Three specific aims are proposed to continue study of the basic pathophysiologic pathways and mechanisms that mediate retinal infection and retinal destruction during evolution of AIDS-related HCMV retinal.
These aims will use a clinically relevant mouse model of murine CMV (MCMV) retinitis novel to our laboratory in which MCMV is inoculated subretinally into C57BL/6 mice with MAIDS, a murine retrovirus-induced immunodeficiency syndrome.
The first aim will determine if quantification of loss of the perforin cytotoxic pathway is a better predictor for susceptibility to MCMV retinitis than quantification of absolute numbers of peripheral lymphocytes during MAIDS progression. Subsequent experiments of this aim will focus on measurement of the perforin cytotoxic pathway in HIV/AIDS patients with or without HCMV retinitis using an innovative RT-PCR assay for human perforin mRNA.
The second aim will determine the pathway by which perforin-mediated cytotoxicity is suppressed during MAIDS to allow susceptibility to MCMV retinitis. These experiments will focus on interleukin-4 which is upregulated during MAIDS and thought to shift cytotoxic T-cell killing from a dominant perforin pathway to a dominant Fas/FasL pathway.

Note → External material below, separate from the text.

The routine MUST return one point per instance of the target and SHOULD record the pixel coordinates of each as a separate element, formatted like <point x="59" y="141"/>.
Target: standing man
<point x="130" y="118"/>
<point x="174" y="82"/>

The third aim will determine the contribution of tumor necrosis factor-a (TNF-a)-induced apoptosis in mediating retinal tissue destruction during MAIDS-related MCMV retinitis with special attention to retinal neurons not infected with virus. The proposed studies will provide new insights into the virologic, immunologic, and pathogenetic events that operate during evolution of retinal disease in the unique setting of retrovirus-induced immuno-suppression, information needed to develop new diagnostic strategies to better predict onset of HCMV retinitis in HIV/AIDS patients and to develop rational therapeutic strategies to better manage this sight-threatening disease in the clinical setting.